Effect of Water Temperature
The impact of return water temperature is that the cooling approach must change by ~50% of the difference in the design & actual return water temperature. For example: If a tower is designed for 4°C approach for the cooling of water from 44°C to 34°C and actual return water temperature is 42°C then you must get an approach of 3°C instead of 4°C. The range of cooling will be 9°C against design value of 10°C. Thus, if your return water temperature is 42°C against design value of 44°C and you are getting design approach of 4°C that means your cooling tower is operating inefficiently.

Effect of Wet Bulb
Similarly, In this case, the approach of cooling will go up by ~50% of the difference between design & actual wet bulb, if wet bulb is lower than design value. However, total range of cooling will also increase in this case by ~50% of the difference in actual & design wet bulb i.e. 44°C to 33°C means range of cooling will increase from 10°C to 11°C.

Yes, one should not infer from these two examples that the thumb rules expressed here are valid for any changes in the temperatures. Instead, it is always governed by the equilibrium conditions & for larger changes one should go for proper evaluation procedure as described later in this article.

Effect of Water Loading
Cooling towers are normally supplied in standard modules called tower cells. Therefore, the cooling water is distributed equally on each cell in parallel configuration. However, in actual operation it deviates from what it should be (Average water flow/cell). This causes for example 80% water on one cell & total water flow being the same it will be 120% on the other. Even the same cell might have different water loading on both sides of distribution deck. This much deviation may result in ~5-10% rise in cooling approach.

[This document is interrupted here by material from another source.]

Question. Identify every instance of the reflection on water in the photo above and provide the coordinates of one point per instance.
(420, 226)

Effect of Air Distribution
Similarly, the imbalance in air loading in each side of every cell may cause 1.5 times more negative impact as compared to effect of disturbed water loading. Thus, 20% deviation in air distribution may cause ~10-15% rise in cooling approach.

Effect of Air Short Circuiting
By now it is clear that operators has to regularly monitor the performance of their cooling tower especially at different loads & at different ambient conditions. More appropriately, the comparison of actual approach with the design approach is not a good & actual indicator of its performance

NTU Calculation
For the identification of actual differences in the performance calculation of a cooling tower & for identifying the impact of each factor, NTU calculation method is the most useful & recommended one based on my experience.

As Promised earlier in the performance calculation - II, I am giving here the method for using this NTU for prediction of performance.

Step - 1
Start with how much is approximate difference in inlet & exit temperature from cooling tower & divide them in equal parts with say an increment of 0.2°C or so.

Start from first row & column A with some approx t temperature & make diff in column G as zero. (This all is explained in above linked article on this Blog)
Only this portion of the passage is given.